Ou seja, influenciar os decisores para que as regras obriguem a equiparar uma casa que tem alojamento local a um edifício criado especificamente para turismo.
Como tem atividade económica, já não é habitação, é uma atividade turística. Então é preciso obter uma licença turística.
Essa pretensão não passou.
Não passou a nível nacional. Mas a semana passada — em Lisboa começa a ouvir-se — saiu na semana passada um artigo, outra vez, a dizer que fontes oficiais da CML estavam a ponderar a mudança do uso no urbanismo, estavam a pensar mudar o uso para turístico no alojamento local.

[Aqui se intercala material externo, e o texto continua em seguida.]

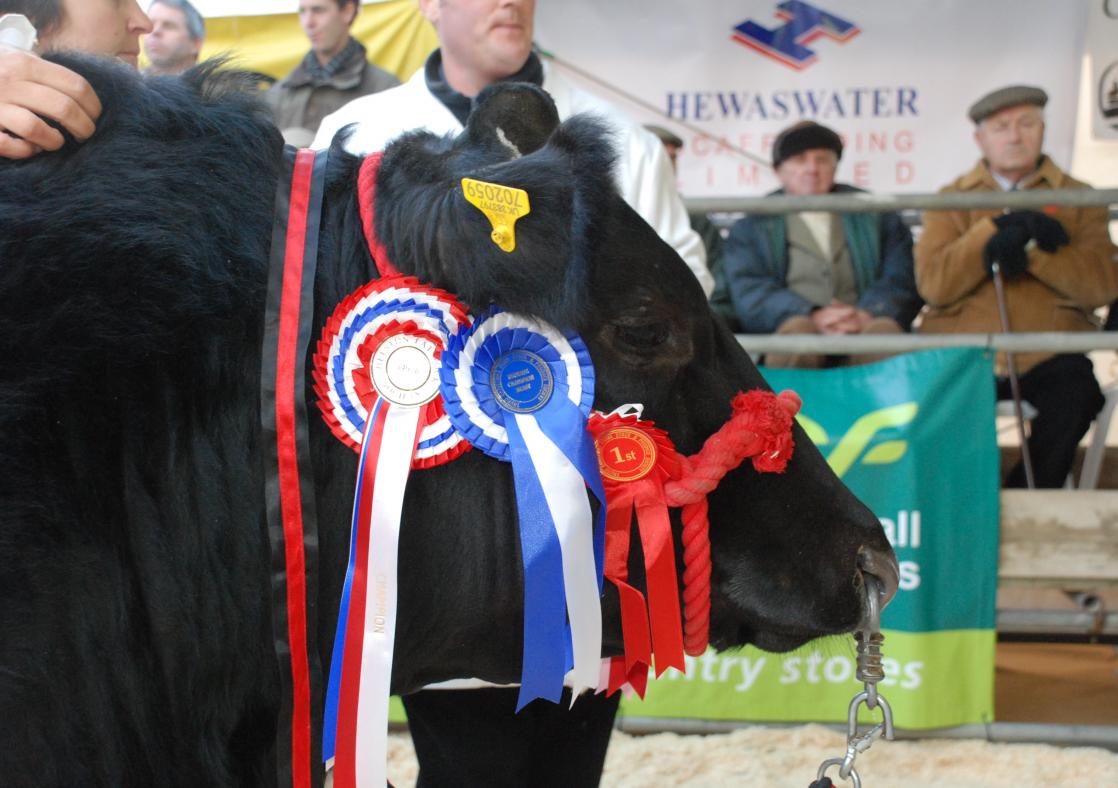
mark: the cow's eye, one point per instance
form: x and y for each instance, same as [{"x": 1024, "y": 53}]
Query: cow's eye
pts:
[{"x": 643, "y": 335}]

Isso é matar o alojamento local. Isso é o que nós chamamos transformar o alojamento local num alojamento local com perfil hoteleiro, que é só para prédios inteiros e grandes. Obviamente, eu espero que isso sejam apenas rumores e boatos porque o próprio presidente da CML, com muito bom senso, disse ‘não quero ir por esse caminho, porque além de matar um terço da oferta turística, eu ainda estou a roubar a habitação’.

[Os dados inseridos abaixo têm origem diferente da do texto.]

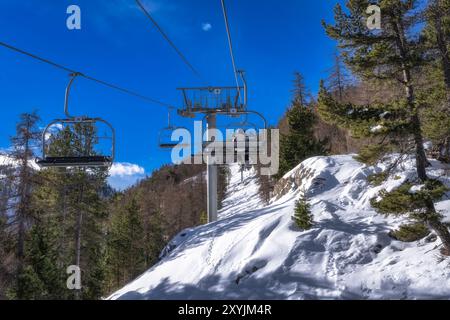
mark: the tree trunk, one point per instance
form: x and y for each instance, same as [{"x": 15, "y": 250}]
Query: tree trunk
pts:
[
  {"x": 421, "y": 160},
  {"x": 445, "y": 61}
]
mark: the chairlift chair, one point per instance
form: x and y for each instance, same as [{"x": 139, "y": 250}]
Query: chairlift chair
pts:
[
  {"x": 165, "y": 135},
  {"x": 84, "y": 160}
]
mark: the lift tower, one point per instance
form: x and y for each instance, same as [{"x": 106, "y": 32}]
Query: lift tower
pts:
[{"x": 209, "y": 102}]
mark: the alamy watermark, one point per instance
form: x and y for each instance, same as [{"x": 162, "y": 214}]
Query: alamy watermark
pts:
[
  {"x": 73, "y": 22},
  {"x": 74, "y": 280},
  {"x": 374, "y": 19}
]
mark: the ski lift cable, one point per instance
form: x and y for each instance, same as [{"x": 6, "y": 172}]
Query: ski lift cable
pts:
[
  {"x": 230, "y": 44},
  {"x": 104, "y": 83},
  {"x": 166, "y": 37}
]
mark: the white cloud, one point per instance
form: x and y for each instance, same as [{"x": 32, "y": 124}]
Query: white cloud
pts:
[
  {"x": 124, "y": 175},
  {"x": 206, "y": 26}
]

Qual é o principal problema prático dessa obrigatoriedade, caso venha a acontecer?
É que exige autorização sem oposição de todo o condomínio. É quase impossível de conseguir. E mesmo que se consiga, depois mais tarde o apartamento não volta à habitação, porque o proprietário vai ter o mesmo problema da unanimidade. Isso é um tiro no pé gigantesco que só interessa aos… atenção, quando eu falo da hotelaria, eu estou a falar institucionalmente, das associações que se defendem, um grupo muito específico de uma hotelaria mais tradicional. Há grandes hoteleiros com visões bastantes pragmáticas e visões bastante avançadas. E há grandes hoteleiros que conhecem bem o alojamento local, sabem o que vale, sabem que não é concorrência. Portanto, é uma coisa muito mais corporativa e institucional, de um determinado grupo que se sente mais ameaçado. Mesmo associações, como a do Algarve, não fala nisso.

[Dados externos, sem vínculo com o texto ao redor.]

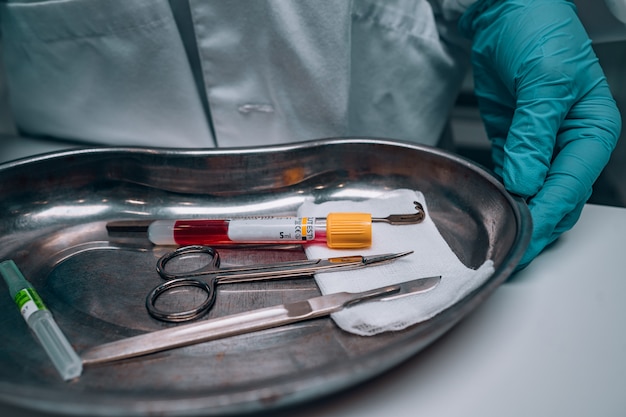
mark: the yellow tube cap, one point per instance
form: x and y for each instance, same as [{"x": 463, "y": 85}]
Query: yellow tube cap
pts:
[{"x": 349, "y": 230}]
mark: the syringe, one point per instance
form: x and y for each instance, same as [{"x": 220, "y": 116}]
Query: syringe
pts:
[{"x": 41, "y": 322}]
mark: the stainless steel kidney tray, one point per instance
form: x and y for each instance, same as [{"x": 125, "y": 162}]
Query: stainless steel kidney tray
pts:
[{"x": 54, "y": 211}]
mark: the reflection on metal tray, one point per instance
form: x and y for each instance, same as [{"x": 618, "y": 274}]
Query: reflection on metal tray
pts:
[{"x": 55, "y": 209}]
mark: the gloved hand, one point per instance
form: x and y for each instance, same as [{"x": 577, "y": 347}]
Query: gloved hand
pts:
[{"x": 546, "y": 107}]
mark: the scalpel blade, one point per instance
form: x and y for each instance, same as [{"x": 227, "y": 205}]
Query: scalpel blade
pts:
[{"x": 246, "y": 322}]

Quais eram as outras estratégias propostas pela hotelaria?
A outra estratégia era o limite das noites. E uma outra é colocar os condomínios contra o alojamento local, obrigando à autorização do condomínio. Agora veja como é engraçado: se olhar para a proposta da Associação de Hotelaria de Portugal falava justamente disto. Engraçado porque a estratégia é mundial, não é nacional. É ‘mudança de uso’, ‘limite de noites’ — 60, 90, tanto faz — e ‘contar com os condóminos’. Foi esta visão — um trabalho muito bem feito — que conseguiu impregnar-se em todos os setores. Esse dossiê americano identificava muito bem a questão quando lá estava escrito ‘aproximem-se de todas as associações e partidos de esquerda que estão a defender a habitação’. E venderam perfeitamente a ideia. Veja a proposta do Bloco de Esquerda e algumas do PCP e do PS, também na questão dos condomínios, é interessantíssimo ver que encaixam exatamente com as propostas de interesse da hotelaria. Como é que se conseguiu conciliar aqui pólos que pareciam tão opostos? Os partidos de esquerda, o Bloco de Esquerda e o PCP, nas suas propostas, a defenderem, sabendo ou não, exatamente os pontos que estavam na proposta da AHP.